Hi,
I’ve realized that torchvision as well as other libraries suck as skvideo and opencv retrieve less amount of frames than ffmpeg.
Video example: https://drive.google.com/file/d/1DIRsDf1SrLOTGbVejoL-PEIlxDPP0LMC/view?usp=sharing
Context:
I’m rencoding a dataset of youtube videos to 25.0 FPS via ffmpeg
Recording (.mkv) contains audio stream and video stream.
Both streams are same duration (according to metadata info from ffprobe)
Audio stream’s duration match the ones stated by metadata
Extracting frames via unix command line with ffmpeg provides a proper amount of frames (3688 in case of the given video example)
ffmpeg -i /media/jfm/Slave/SkDataset/videos/cello/1u3yHICR_BU.mkv %05d.bmp
Extracting frames via imageio matches the one from unix ffmpeg.
w = mimread(PATH, memtest=False)
Using other librarias like torchvision.io video reader, skvideo or even opencv videocapture gather less frames.
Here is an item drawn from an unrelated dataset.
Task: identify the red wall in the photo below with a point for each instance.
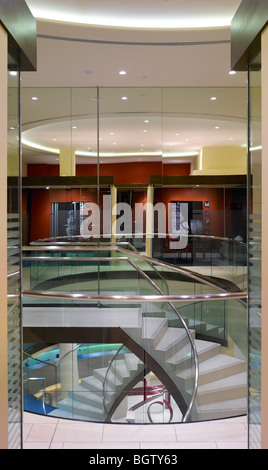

The amount of frames are less than the expected ones. I’ve tried to debug the video reader from torchvision in order to see if it’s skipping frames with negative stamps but seems not to be the case. Altough by-default seeking point is 0. Anyway reproducing the video seems not to generate black frames indicating (I think) that the video stream contains only positive timestamps (which also makes sense since the whole video has been rencoded)
import skvideo.io
import skvideo.datasets
videodata = skvideo.io.vread(PATH)
Any idea? An example where this issue happens is given above.
btw I think @fmassa is developing the video reader.